The problem with “Scars To Your Beautiful” is it pushes life advice akin to cultural relativism—this fallacious idea that all “different” people (or cultures) are inherently unique in a good and healthy way and, therefore, it is “the world” that is wrong and needs to change if it treats them unfairly.
This notion fuels our ‘me, me, me’ entitlement culture by insisting that regardless of what others say or think or how the world treats you, you are a super special snowflake and do not have to improve yourself one teensy bit…because you’re special (“we’re stars and we’re beautiful”). And if the world rejects you or judges you or seems to discriminate against you, congratulations here is your certified Victim Card, you special person.

Got your Victim Card?
All you have to do is watch the music video (see above) to grasp the inherent flaws and contradictions in Cara’s lyrics. The video plays up diversity™ by profiling various women and men (the question of why men are included when the song is addressed to a young girl goes unanswered) of different colour, age, size, and…gender. The problem with this type of diversity™ is it assumes these different groups to have separate but equal values, virtues, and hardships.
Suddenly, the woes of eyelashes and hair extensions hold a candle to a child suffering from cancer. A fat woman passively looking for acceptance is now equal to a woman who goes to the gym and gets ripped. But cancer is a real struggle; cosmetic concerns are not. Committing to getting in shape is not the equal to being obese, but the solution.
Further, the music video glorifies a man with gender identity disorder embracing his delusion, even though the song later advises against giving in to eating disorders:
“She has dreams to be an envy,
so she’s starving […]
She don’t see her perfect,
she don’t understand she’s worth it”
So, what is the consistent philosophy to “Scars To Your Beautiful”? There is none, just so long as you feel good about yourself no matter what, you special person.
The woefully misguided will watch this video and shriek, “Harry, are you trying to say a little girl fighting cancer isn’t brave?”. To spare informed readers of the obvious, I will answer that question by adding that I am not criticizing the individuals Cara’s video exhibits. Some of them, like the children with cancer, are real victims with real struggles. I am criticizing the underlying message of the video and how it misleads impressionable listeners into abandoning personal responsibility and shifting their sense of dislocation onto the fault of society alone.

This is what “Scars To Your Beautiful” ultimately panders to.
I am sure Cara is a decent and talented young person worthy of her success. Some of her music is catchy, too, and some of its lyrics I can agree with. It is clear from her music that, like Lady Gaga, she was picked on for her appearances, but embraced her true self, broke free of her bubble, and went on to achieve international recognition and success for her musical abilities. Kudos to her. All of us at Return of Kings can respect that resilience and fortitude.

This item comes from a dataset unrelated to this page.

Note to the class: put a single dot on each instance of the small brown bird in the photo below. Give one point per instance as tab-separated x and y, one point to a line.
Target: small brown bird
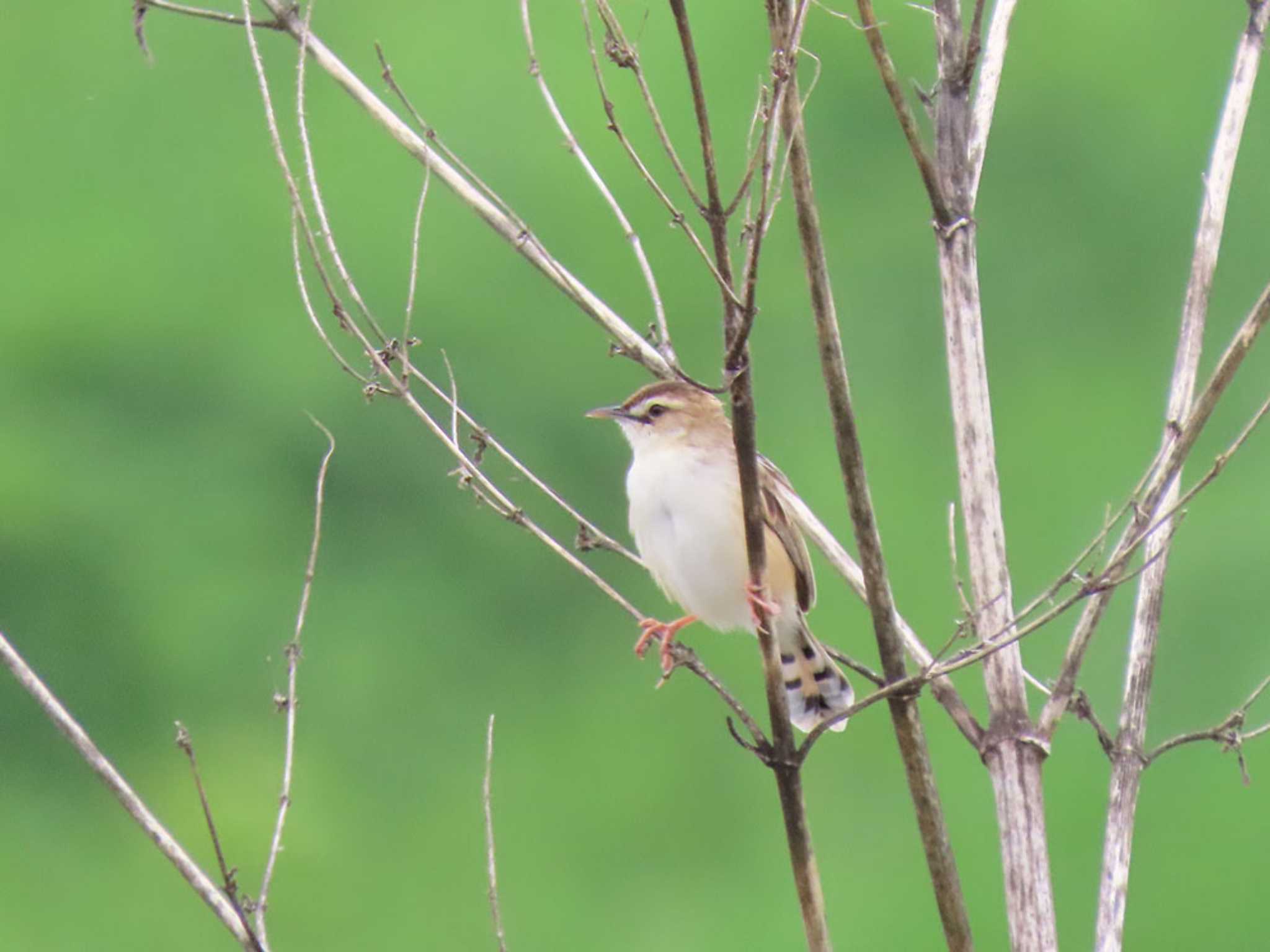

Unfortunately, it appears Cara has misinterpreted her own virtues and projected that misinterpretation on many of Western culture’s vices. The butt-hurt tone in her music conveys a tone of bitterness reflective of an entitled teenager who just had her iPhone taken away for overuse.
Generally, female-oriented pop music tends to be highly idealistic and feel-good (maternal). It nurtures the listener and reassures her without the force of paternalistic tough love. While uplifting in a superficial, in-the-moment kind of way, “Scars To Your Beautiful” is another example of how popular culture’s subliminal messages are grooming a next generation of spoiled, jobless, victimized narcissists incapable of self-reflection and obsessed with “self-expression”.